When the constant voltage U is applied to both ends of a metal wire with uniform thickness, the current intensity passing through the metal wire is I, and the average rate of directional movement of free electrons in the metal wire is v. if the metal wire is elongated to make its length twice the original length, throw it to both ends and apply the constant voltage u, then The rate of directional movement of free electrons is v / 2 I know that the current becomes a quarter. Why does the rate become a half?

When the length is 2 times of the original, the cross-sectional area becomes half of the original. R = ρ L / s, l becomes 2 times, s becomes 1 / 2, so the resistance becomes 4 times of the original, and the current becomes 1 / 4 of the original
Is the current half?
I can't think like this!!! It's the internal electric field velocity!!!
Cable insulation resistance measurement yjy62-8.7/10kv 1 * 70 cross-linked cable use 2500 V megger to measure the insulation resistance. What is the resistance? What is the general temperature for testing? Is the resistance closely related to the site temperature?
Test at 5, 10 and 20 degrees respectively. What is the resistance?

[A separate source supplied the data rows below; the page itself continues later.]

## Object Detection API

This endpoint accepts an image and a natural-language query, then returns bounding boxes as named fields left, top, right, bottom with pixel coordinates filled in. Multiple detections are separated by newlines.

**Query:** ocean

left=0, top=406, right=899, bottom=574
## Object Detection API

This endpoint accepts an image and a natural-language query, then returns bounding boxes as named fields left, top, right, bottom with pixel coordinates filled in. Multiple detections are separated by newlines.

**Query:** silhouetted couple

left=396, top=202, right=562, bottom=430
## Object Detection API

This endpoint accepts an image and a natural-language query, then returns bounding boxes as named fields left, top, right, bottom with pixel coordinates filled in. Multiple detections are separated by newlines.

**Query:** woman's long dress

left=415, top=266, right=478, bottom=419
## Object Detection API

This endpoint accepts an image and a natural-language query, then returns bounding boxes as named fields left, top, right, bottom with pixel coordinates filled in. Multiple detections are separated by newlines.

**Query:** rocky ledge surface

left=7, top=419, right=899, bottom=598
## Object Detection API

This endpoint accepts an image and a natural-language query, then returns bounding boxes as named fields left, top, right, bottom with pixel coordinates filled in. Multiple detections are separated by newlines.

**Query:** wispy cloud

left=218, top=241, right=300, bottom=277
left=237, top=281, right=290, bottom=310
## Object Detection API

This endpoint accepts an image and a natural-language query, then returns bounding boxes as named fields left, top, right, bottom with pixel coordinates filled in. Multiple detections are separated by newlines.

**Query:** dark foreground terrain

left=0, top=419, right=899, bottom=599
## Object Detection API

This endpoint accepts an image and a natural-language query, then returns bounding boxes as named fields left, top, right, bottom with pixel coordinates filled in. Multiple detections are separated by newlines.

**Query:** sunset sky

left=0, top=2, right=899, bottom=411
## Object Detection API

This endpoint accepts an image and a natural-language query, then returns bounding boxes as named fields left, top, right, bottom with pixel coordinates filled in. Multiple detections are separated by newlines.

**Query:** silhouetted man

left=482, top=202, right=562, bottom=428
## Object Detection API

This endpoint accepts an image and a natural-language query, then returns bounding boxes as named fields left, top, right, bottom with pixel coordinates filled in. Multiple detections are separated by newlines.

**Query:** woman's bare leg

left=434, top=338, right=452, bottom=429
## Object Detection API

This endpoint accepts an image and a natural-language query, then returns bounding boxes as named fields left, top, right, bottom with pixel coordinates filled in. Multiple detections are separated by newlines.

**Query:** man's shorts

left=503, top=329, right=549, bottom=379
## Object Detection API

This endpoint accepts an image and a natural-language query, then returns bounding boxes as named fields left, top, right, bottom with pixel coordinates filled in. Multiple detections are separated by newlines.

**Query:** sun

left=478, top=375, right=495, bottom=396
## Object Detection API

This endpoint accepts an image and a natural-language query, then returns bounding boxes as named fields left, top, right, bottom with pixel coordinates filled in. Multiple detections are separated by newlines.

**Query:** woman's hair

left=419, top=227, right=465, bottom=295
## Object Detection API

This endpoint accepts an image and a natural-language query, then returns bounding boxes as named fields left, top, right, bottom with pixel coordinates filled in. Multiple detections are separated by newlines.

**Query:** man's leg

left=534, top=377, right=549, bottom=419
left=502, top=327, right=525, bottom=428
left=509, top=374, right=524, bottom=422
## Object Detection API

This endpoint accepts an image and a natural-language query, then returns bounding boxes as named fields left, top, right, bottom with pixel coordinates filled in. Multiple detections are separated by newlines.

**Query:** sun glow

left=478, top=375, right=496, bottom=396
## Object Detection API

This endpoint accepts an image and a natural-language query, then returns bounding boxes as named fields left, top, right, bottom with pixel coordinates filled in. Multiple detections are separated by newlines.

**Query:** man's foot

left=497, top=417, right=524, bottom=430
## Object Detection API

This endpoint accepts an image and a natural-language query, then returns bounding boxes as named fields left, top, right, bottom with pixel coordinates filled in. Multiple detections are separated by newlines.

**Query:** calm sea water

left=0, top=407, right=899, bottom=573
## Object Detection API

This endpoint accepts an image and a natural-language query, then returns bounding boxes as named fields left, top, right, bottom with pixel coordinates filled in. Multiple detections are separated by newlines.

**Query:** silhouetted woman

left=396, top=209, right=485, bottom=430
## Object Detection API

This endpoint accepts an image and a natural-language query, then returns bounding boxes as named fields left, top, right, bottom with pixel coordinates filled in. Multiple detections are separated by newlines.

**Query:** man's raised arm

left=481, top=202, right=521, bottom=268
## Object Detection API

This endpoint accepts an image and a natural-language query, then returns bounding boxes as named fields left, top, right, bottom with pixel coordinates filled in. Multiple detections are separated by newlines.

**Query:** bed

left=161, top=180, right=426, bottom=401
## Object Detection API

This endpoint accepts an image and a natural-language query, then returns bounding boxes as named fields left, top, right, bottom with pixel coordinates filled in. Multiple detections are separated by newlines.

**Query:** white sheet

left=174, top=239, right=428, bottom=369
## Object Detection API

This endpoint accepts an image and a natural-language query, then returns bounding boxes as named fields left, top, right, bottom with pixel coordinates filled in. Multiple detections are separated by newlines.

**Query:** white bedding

The temperature is inversely proportional to the insulation resistance. The higher the temperature is, the lower the insulation resistance is and the greater the conductor resistance is. In this model, YJ crosslinked polyethylene has little effect on the temperature. The test results at 5, 10 and 15 degrees will not change in order of magnitude, so it can be measured at ambient temperature. This model should be identified according to GB / T 12706.2-2008, The insulation resistance test method is in accordance with the national standard GB / t3048.5-2007. If the 2500V megger is used for testing, it should be out of range normally. Because the insulation resistance of medium and high voltage cable is not specified in the national standard, but the dielectric loss is used to see the insulation performance. According to the volume resistivity of cross-linked polyethylene insulation at 20 ℃, the insulation resistance should be above 10000m Ω· km, Medium and high voltage cables are generally subject to strict partial discharge test and voltage test before leaving the factory. Therefore, in general, medium voltage cables can reach several hundred thousand M Ω. Km or more. Of course, the larger the better
A 220 V 100 W light bulb is connected to the 220 V circuit, and (1) the resistance of the filament, 2 the working current and 3 degrees of electricity are calculated to make it work
A 220 V 100 W bulb is connected to the 220 V circuit to find out (1) the resistance of the filament, (2) the working current, (3) how many hours a degree of electricity makes it work normally, (4) if no other electrical appliances are used, how many such lamps can be connected on the 220 V 2A watt hour meter. (5) the voltage of 150 V is more than ten times the power of the lamp
(1) ∵ I = P / u ∵ I = 100W / 220V ≈ 0.4545a ∵ r = u / I ∵ r = 220V / 0.4545a = 484 Ω (2) ∵ I = P / u ∵ I = 100W / 220V ≈ 0.4545a (3) ∵ w = Pt ∵ t = w / T = 1x10 ^ 3x1 / 100 = 10h (4) ∵ P = UI = 220V × 2A = 440W ∵ 440W / 100W = 4.4 ∵ up to 4 lamps (5) P = u ^ 2 / R
(1) R = u / I = u ^ 2 / P = 220 ^ 2 / 100 = 484 ohm
(2)I=P/U=100/220=0.45A
（3）t=W/P=1X10^3X1/100=10h
(4) 2 / (100 / 220) = 22 / 5 = 4.4, 4 at most
(5)P=U^2/R=150^2/484=46.5W
(1) The resistance of filament r = u ^ 2 / P = 220x220 / 100 = 484 Ω
(2) Working current I = u / r = 220 / 484 = 0.455a
(3) Normal working time of one degree electric energy: from a = Pt, a = 1 degree, P = 100W = 0.1kw, t = A / P = 1 / 0.1 = 10 hours
(4) If no other electrical appliances are used, the maximum number of lamps that can be connected to 100W on the 220 V 2A watt hour meter is as follows:
IU / P = 2x2... Expansion
(1) The resistance of filament r = u ^ 2 / P = 220x220 / 100 = 484 Ω
(2) Working current I = u / r = 220 / 484 = 0.455a
(3) Normal working time of one degree electric energy: from a = Pt, a = 1 degree, P = 100W = 0.1kw, t = A / P = 1 / 0.1 = 10 hours
(4) If no other electrical appliances are used, the maximum number of lamps that can be connected to 100W on the 220 V 2A watt hour meter is as follows:
IU / P = 2x220 / 100 = 4.4 = 4
(5) When the voltage is 150V, the actual power of the lamp is: P = u ^ 2 / r = 150x150 / 484 = 46.5w
According to w = UI = u square divided by R, r = 484 ohm, I = 0.45a.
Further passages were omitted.